Born and raised on a sheep and deer farm in Northern Southland, Laura always loved working on the land but it wasn't until she was an adult and working in a corporate career, wearing stilettos and suits every day that she really appreciated how lucky she was to grow up on a working farm.

Laura never fit in the city, so in 2016 after completing an MBA and spending years working in offices to have meetings about meetings, she quit her corporate career and launched Real Country. This southern girl had a dream to set up an experience that combines good old fashioned Southern Hospitality with some kick-ass activities that showcase what she likes to call 'The Real New Zealand' to guests.

Laura was fortunate enough to be raised in Mossburn which is a supportive and fantastic Southland community. “After years of feeling out of place in cities both overseas and in NZ, it feels so good to be back in a local farming community again.”

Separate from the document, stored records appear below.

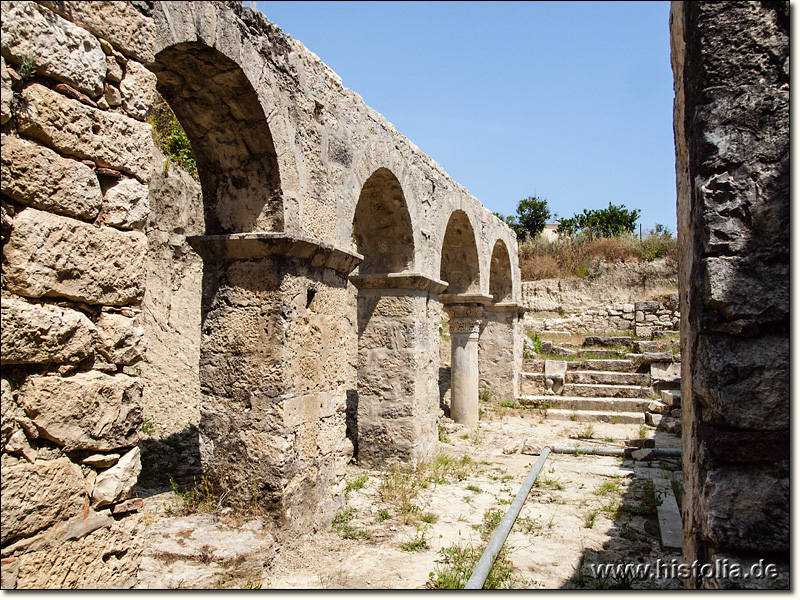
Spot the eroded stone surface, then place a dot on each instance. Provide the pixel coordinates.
(110, 139)
(50, 255)
(121, 339)
(38, 495)
(88, 411)
(121, 23)
(6, 93)
(138, 89)
(115, 484)
(41, 333)
(37, 176)
(125, 204)
(58, 48)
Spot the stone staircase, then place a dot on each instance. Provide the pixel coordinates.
(605, 388)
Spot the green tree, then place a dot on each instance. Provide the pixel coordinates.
(512, 222)
(532, 214)
(604, 222)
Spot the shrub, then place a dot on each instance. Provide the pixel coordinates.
(169, 136)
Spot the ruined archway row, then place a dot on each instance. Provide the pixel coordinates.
(313, 143)
(272, 321)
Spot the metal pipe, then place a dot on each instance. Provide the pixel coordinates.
(481, 572)
(605, 451)
(484, 565)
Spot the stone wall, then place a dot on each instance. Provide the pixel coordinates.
(612, 284)
(76, 157)
(731, 68)
(645, 319)
(137, 300)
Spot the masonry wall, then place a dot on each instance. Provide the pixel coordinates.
(76, 157)
(137, 302)
(731, 67)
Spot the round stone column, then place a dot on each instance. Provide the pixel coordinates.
(464, 332)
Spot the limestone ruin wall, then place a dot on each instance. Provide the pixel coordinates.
(287, 307)
(731, 67)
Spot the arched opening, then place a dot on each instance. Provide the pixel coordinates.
(382, 226)
(500, 285)
(389, 418)
(238, 191)
(229, 134)
(459, 266)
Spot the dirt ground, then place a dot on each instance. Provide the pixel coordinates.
(398, 530)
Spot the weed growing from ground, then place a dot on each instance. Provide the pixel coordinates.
(457, 563)
(356, 484)
(418, 542)
(607, 488)
(586, 433)
(589, 518)
(341, 525)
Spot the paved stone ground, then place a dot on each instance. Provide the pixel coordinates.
(563, 529)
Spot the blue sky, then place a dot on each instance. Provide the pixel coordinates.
(568, 101)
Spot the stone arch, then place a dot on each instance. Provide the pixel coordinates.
(500, 274)
(460, 266)
(231, 139)
(382, 228)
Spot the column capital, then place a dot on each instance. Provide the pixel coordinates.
(398, 281)
(511, 307)
(247, 246)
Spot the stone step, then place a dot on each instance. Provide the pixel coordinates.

Laura has not found starting a business to be easy. She has been juggling part-time work as a 4WD driver and clay target shooting instructor to pay the bills but thankfully she has been surrounded by supportive locals that make the journey extremely satisfying.

Laura has now signed a contract with a global tour operator and from October she will have busloads of guests pulling into the farm she operates on in Kingston to watch a farm demonstration. Demonstrations will include sheep mustering with my dog and horse and, of course, a whip cracking display.

Laura’s first income came from plucking wool off dead sheep and she believes it's that type of childhood work that sets rural girls in such good stead to rule the world.

“We are not afraid to work hard and get stuck in, we do what needs to be done and getting our hands dirty is just par for the course,” she says. “Setting up your own business absolutely requires those skills and I wouldn't be here right now if I didn't have the staunch determination that comes from a great rural upbringing.”